MapReduce implementation in the Distributed Sistems Subject using pyActor.
CodeHealth by Codacy:
CodeCoverage by Codecov:
This version has been implemented over pyActor More information about this python actor middleware in Pyactor
pip install pyactor
We need to explain some tags used as arguments:
- MASTER_PORT/SLAVE_PORT: Port used to establish the communication
- REGISTRY_IP: Registry IP (Port is hardcoded to be 6000)
- OPERATION: Operation to use [wc|cw]
- INPUT_FILE: Input file from HTTP Server
- WEB_SERVER_IP: IP from web server
- HOST_IP: IP from self-host
- NUM_MAPPERS: Number of mappers used in operation.
We implemented two versions of MapReduce:
Sequential version of the software runs all operation in the client machine.
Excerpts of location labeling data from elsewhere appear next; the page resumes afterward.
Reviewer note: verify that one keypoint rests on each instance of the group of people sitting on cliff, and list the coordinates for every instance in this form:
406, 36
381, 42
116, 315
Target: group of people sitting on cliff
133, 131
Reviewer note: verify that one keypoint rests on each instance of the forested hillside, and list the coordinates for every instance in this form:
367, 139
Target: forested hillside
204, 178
You can find it in 'Sequential' folder. To run it:
python mapreduce_sequential.py INPUT_FILE OPERATION NUM_MAPPERS
Distributed version runs MapReduce with the possibility of using diferent machines instead of doing operations in local. This version include the use of advanced features such as an HTTPServer for distributing input files, an actor which splits the input file or the use of a registry to avoid managing too many IP directions.
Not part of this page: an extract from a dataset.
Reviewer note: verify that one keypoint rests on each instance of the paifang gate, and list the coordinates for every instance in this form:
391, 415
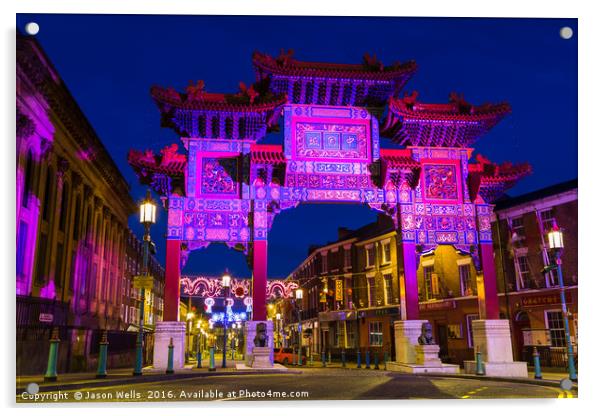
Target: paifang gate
226, 187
You can run this software automatically using the script run.sh. This script initializes as many terminals as needed for the execution.
./run.sh SLAVE_PORT REGISTRY_IP OPERATION INPUT_FILE WEBSERVER_IP HOST_IP NUM_MAPPERS
Also you can run it manually:
1- Run the HTTPServer
python HTTPServer.py
2- Run the Registry
python registry.py
3- Run as slaves as you will have (at least 3)
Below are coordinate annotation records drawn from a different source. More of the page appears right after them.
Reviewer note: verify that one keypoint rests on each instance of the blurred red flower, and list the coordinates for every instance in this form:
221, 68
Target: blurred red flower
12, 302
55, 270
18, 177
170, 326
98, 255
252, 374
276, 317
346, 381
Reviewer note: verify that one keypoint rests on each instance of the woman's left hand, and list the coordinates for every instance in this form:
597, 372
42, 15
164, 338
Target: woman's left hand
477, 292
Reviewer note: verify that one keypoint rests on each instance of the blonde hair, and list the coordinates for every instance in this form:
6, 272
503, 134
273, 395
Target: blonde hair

python server.py SLAVE_PORT
4- Run the master (use a different port in every execution)
python client.py MASTER_PORT REGISTRY_IP OPERATION INPUT_FILE WEB_SERVER_IP HOST_IP
You can also validate our solution massively using the script proves.sh. This script uses run.sh for running the MapReduce m * n * o times. Where m is the number of files, n the number of functions and o the number of mappers. This generates a big amount of output data.
This data is hardcoded inside the script and it's easily modificable. proves.sh does not need any argument.
./proves.sh